Of necessity, the priest was paid lavishly to give the simple ceremony a cachet of legitimacy, because Branwyn refused to attend the rite. As Fillagh pointed out to her sister, the fiction of Olwyn as Myrddion’s mother was even more firmly imprinted on the lives of the residents of Moridunum. Olwyn, however, couldn’t be happy with the situation. Her daughter continued to insist that her son did not exist, when she wasn’t cursing the child with all manner of terrible fates. Cletus heaved a sigh of relief when the ring was finally tied around Myrddion’s neck on a narrow thong.

Even more frightening for Olwyn was her fear that Branwyn might ensure that the infant did, indeed, disappear into the shadows of death. Late one afternoon, as Olwyn stitched a tiny robe contentedly in the atrium, she was alerted by a sudden, affronted and lusty cry from her grandson, which was immediately muffled. Leaping to her feet and running pell-mell to the room she shared with Branwyn, Olwyn found her daughter bent over Myrddion’s wicker basket. A small lambswool pillow was clamped over the infant’s face and his plump legs and arms were pumping like water wheels in his distress.

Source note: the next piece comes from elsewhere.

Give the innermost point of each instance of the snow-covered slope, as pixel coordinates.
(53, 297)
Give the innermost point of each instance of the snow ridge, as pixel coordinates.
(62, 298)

‘What are you doing, Branwyn?’ Olwyn asked sharply, one hand wrestling for the pillow.

Branwyn raised her dreamy eyes to meet those of her mother. ‘Nothing. The child was crying, and I wanted him to stop.’

‘Will I be forced to constantly watch you, daughter? The child may cause you to remember a time of pain and torment, but he’s never done harm to you.’

Olwyn’s face was wide with shock and dawning horror as she considered the difficulties that would lie ahead if she needed to keep her grandson safe from the murderous instincts of her daughter. The late afternoon sun slanted through the room’s wooden shutters and barred Branwyn’s face with lines of light and shadow. Something secretive, sleepy and sly on that face almost stopped Olwyn’s tongue.

Myrddion cried fretfully, as if he understood that his world was dangerous and poisoned with hatred. Olwyn picked him up and cradled him close to her breast, while her darkened eyes tried to pierce her daughter’s dream-like calm.

‘You must stay away from the babe, Branwyn. You may even consider him as your brother if that fantasy eases your heart, but infanticide is a dreadful and unforgivable crime. You would be killed out of hand and I couldn’t save you. Please, daughter, stay away from the child!’

Branwyn smiled distantly and curled up on her pallet, pulled the woollen coverlet over her folded body and fell quickly into sleep.

Olwyn sought out her sister. She was obsessed with a sense of impending disaster.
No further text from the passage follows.